В контексте искусства постмодернизма, смело вбирающего в себя вкус жителя современного мегаполиса, сегодня много пишут о тенденции к театрализации, любви к искусственному, преувеличенному, акцентирующему пристрастие к новым формам артистизма, инспирированному модой и гламуром. Как чуткий художник, С.Кельтаева отражает некоторые сдвиги в современном художественном сознании. Эти тенденции в частности, заметны в картинах «Аромат базилика» (2011), «Внимание и Повиновение» (2011). На первый взгляд, художник придерживается уже привычных для нее образных начал, но томительная, утонченно «сделанная» красота, современная грация моделей подиумов и их таинственность заключают в себе уже другие коннотации. С. Кельтаева смогла найти какие-то новые возможности изображения того неуловимого и невидимого, что называется «современным идеалом», где все строится на «чуть-чуть», на тончайшей и зыбкой грани моды и вкуса. Если в этих картинах цвета и формы будут немного реальнее и «правдивее», то таинственный образ рассыплется. Вместо тяги к красоте, столь популярной ныне, предстанут лишь грубые декорации, все станет предметным и плоским. Всплеск артистизма и фантазия художника вплетают в один декоративный «орнамент» особой формы и этих загадочных героинь, и стилизованные формы украшений, и еще какие-то невиданно роскошные предметы и цвета. Живописно-декоративное пространство, в котором пребывают персонажи, напоминающие недосягаемые «звезды» или неких загадочных женщин-вамп, получило воплощение в технике, похожей на стеклянную мозаику и витраж, майолику, особенно в сложных цветах фона, будто выложенных густыми красными, оранжевыми и желтыми камешками мозаики. Из-за сложного колористического пространства образы предстают в необычно интригующем виде, убеждая зрителя в том, что их красота властвует над миром. Основой для работы художника послужили современные эталонные нормы – красота, роскошь и эротика.

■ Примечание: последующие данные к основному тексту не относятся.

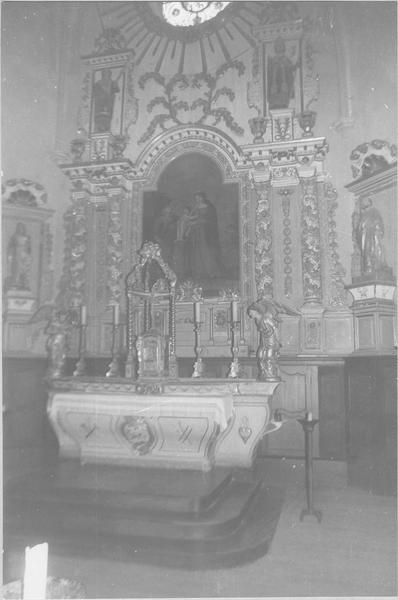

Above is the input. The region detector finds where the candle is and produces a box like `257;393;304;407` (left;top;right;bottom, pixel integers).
80;304;87;325
113;304;120;325
23;543;48;600
193;302;200;323
232;300;238;323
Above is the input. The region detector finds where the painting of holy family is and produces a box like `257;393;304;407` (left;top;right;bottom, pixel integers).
143;153;239;295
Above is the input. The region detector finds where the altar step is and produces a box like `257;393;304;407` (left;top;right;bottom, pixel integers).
5;465;282;568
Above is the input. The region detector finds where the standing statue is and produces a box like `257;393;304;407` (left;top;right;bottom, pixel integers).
355;198;388;275
29;304;79;379
267;38;298;110
93;68;120;133
247;298;300;381
247;300;281;381
6;223;32;290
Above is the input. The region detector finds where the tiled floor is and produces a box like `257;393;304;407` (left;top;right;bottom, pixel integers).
3;459;397;598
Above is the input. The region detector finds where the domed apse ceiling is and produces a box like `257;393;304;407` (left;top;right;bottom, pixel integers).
97;1;299;74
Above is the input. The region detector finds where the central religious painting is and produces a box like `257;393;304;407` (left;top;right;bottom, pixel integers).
143;153;240;297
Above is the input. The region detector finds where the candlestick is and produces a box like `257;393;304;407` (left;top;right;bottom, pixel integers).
80;304;87;325
193;302;200;323
22;543;48;600
298;412;322;523
231;300;238;323
113;304;120;325
192;318;203;377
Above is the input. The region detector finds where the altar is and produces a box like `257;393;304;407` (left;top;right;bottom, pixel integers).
48;378;280;471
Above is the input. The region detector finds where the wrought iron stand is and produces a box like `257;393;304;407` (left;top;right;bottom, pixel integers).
298;415;322;523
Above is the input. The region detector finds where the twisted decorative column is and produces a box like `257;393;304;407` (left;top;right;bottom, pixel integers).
301;178;322;304
253;182;274;298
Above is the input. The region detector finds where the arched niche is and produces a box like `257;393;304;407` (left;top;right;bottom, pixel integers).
132;128;254;299
143;152;240;296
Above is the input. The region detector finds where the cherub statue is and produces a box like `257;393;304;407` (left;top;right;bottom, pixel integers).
247;298;299;381
29;304;79;379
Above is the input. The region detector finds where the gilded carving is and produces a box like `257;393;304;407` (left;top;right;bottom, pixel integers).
301;179;322;302
253;182;274;298
107;197;123;304
325;182;347;306
121;416;155;455
94;27;127;54
247;299;281;381
1;179;47;208
280;189;293;298
138;60;245;144
57;194;87;306
350;140;397;179
238;416;253;444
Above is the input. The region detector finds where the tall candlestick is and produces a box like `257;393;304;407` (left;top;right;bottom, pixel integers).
193;302;200;323
23;543;48;600
232;300;238;323
113;304;120;325
80;304;87;325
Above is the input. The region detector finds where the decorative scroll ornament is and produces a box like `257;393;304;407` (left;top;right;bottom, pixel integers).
107;198;123;304
238;417;253;444
301;179;322;302
94;27;127;54
325;182;348;306
138;60;245;144
252;182;273;298
121;417;155;454
259;2;300;24
350;140;397;179
1;179;47;208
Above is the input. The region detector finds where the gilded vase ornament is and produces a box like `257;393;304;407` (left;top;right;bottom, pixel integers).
249;116;268;144
298;110;316;138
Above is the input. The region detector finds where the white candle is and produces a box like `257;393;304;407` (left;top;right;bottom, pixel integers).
23;543;48;600
193;302;200;323
80;304;87;325
232;300;238;323
113;304;120;325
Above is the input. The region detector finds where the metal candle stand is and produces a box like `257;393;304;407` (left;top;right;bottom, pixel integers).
73;321;87;377
192;321;203;377
228;321;239;378
297;414;322;523
105;322;121;377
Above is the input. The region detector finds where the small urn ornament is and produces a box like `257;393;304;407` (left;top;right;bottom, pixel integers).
70;138;86;162
249;116;268;144
298;110;316;137
111;135;128;158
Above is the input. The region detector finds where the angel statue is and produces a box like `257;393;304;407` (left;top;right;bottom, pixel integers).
247;298;299;381
29;304;78;379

Героини С.Кельтаевой – современные и эпические – свободны, горды, высоко парят над обыденностью, но вместе с тем они одиноки и в то же время непримиримы и дерзки, что отражается в их притягательно горящих глазах.
Рассмотренные вместе произведения С. Кельтаевой особенно полно раскрывают двойную природу художника, играющего сразу на двух площадках: историко-мифологической с персонажами эпоса и современной, близкой эстетике icons. Интересно, что художник нашла свой способ мифологизации не только прошлого, но и – что ново – увидела и воплотила мифы современности. Поэтому при взгляде на ее восточных красавиц понимаешь, что материалом для автора все же служит современность.

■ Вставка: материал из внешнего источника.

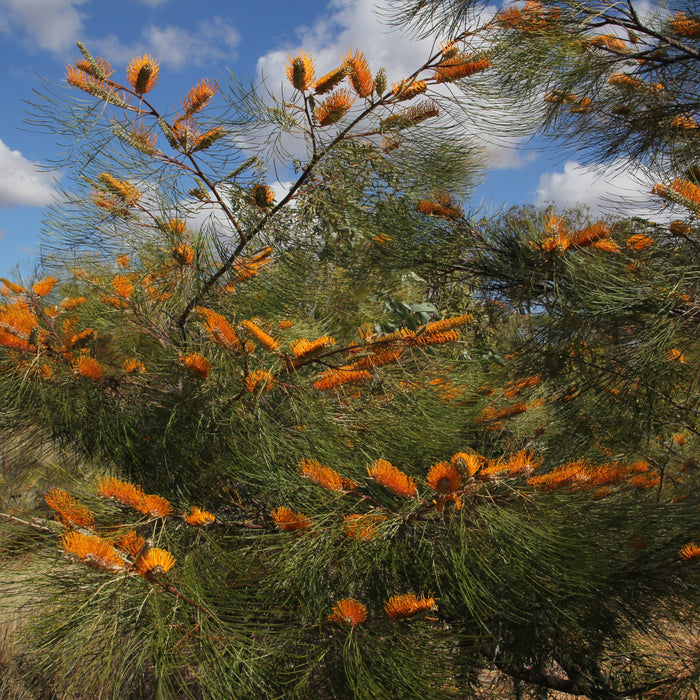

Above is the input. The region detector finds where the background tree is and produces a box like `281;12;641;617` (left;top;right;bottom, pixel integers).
0;3;700;698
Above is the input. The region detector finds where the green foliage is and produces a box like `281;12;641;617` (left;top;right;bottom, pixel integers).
0;9;700;698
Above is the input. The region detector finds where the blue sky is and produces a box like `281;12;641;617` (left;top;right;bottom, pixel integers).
0;0;660;275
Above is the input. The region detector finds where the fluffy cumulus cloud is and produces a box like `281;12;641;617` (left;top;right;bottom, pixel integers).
536;159;665;220
0;141;58;207
89;17;241;70
258;0;534;168
0;0;90;55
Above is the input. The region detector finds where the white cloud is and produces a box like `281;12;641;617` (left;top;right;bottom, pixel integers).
88;17;241;70
0;141;59;207
535;158;667;220
258;0;535;168
0;0;90;55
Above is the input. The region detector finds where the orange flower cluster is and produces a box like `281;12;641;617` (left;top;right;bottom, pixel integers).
671;114;700;129
286;51;315;92
425;462;462;494
416;192;464;221
298;459;357;491
384;593;437;620
44;489;95;528
61;530;126;573
112;275;134;299
32;277;58;297
134;547;175;576
433;53;491;83
626;233;654;250
328;598;367;627
270;506;311;532
527;460;660;493
96;173;141;206
343;50;374;97
73;355;105;382
450;452;485;476
533;220;620;253
241;321;280;352
289;335;335;360
343;513;386;540
367;459;418;498
126;54;160;95
196;306;241;350
170;243;194;267
314;369;372;391
185;506;216;526
97;476;173;518
253;183;275;209
114;530;146;559
314;64;350;95
0;304;39;352
391;80;428;101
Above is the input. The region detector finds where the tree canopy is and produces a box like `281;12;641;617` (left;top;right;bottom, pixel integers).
0;0;700;699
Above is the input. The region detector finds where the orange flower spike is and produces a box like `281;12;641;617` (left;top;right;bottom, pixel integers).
134;547;175;576
134;494;173;518
298;459;357;491
314;64;349;95
112;275;134;299
328;598;367;627
243;369;275;394
450;452;484;476
626;233;654;250
44;489;95;528
270;506;311;532
73;357;105;382
185;506;216;527
61;531;125;573
384;593;436;620
32;277;58;297
179;352;211;379
286;51;314;92
114;530;146;557
425;462;462;494
367;459;418;498
182;78;219;118
344;51;374;97
126;54;160;95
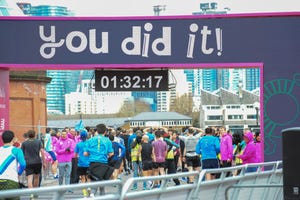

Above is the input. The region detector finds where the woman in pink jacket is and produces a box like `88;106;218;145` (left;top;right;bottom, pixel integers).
56;130;75;185
237;131;257;172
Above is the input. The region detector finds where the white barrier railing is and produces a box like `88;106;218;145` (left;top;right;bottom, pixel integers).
0;161;283;200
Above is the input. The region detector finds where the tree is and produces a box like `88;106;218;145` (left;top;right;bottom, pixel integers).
117;100;151;117
170;93;193;116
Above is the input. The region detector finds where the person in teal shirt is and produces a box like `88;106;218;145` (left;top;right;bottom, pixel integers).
84;124;114;181
0;130;26;194
196;127;220;180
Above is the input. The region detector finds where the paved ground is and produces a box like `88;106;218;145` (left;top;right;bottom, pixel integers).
21;170;184;200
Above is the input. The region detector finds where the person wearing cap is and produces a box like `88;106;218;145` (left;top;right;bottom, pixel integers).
152;130;168;188
74;130;90;183
237;129;257;172
178;127;201;184
0;130;26;193
55;130;75;185
74;130;90;197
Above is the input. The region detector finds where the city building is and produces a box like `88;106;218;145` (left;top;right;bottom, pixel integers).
200;88;260;132
18;2;89;114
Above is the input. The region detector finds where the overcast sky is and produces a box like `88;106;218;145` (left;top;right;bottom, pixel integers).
16;0;300;16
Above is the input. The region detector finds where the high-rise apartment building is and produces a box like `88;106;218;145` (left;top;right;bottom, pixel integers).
18;3;94;114
245;68;260;91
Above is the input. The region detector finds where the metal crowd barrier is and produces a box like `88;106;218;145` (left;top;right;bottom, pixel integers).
0;180;122;200
0;161;283;200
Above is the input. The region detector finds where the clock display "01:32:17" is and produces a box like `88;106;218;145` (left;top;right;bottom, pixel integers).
95;70;168;91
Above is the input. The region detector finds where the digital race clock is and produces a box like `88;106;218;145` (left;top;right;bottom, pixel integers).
95;70;169;91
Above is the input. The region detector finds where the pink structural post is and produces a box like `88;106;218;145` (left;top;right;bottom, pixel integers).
0;70;9;146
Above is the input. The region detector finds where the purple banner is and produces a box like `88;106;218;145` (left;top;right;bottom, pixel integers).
0;70;9;146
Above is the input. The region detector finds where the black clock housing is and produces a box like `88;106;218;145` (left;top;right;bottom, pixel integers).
95;70;169;91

Начав с героинь эпоса, уйдя от прямых аналогий с ними, С. Кельтаева приблизилась к современному человеку. Диалог с прошлым, с историей стал для нее каким-то оригинальным современным феминистским дискурсом. Выбрав из этого диалога главное – понимание красоты, величия и власти женщин, С. Кельтаева создала свой образ женщин Востока – сильных и одновременно роскошных, стоящих на пороге неизведанного, желающих новой эмансипации. В этом для Сайры Кельтаевой – идеал прекрасной женщины.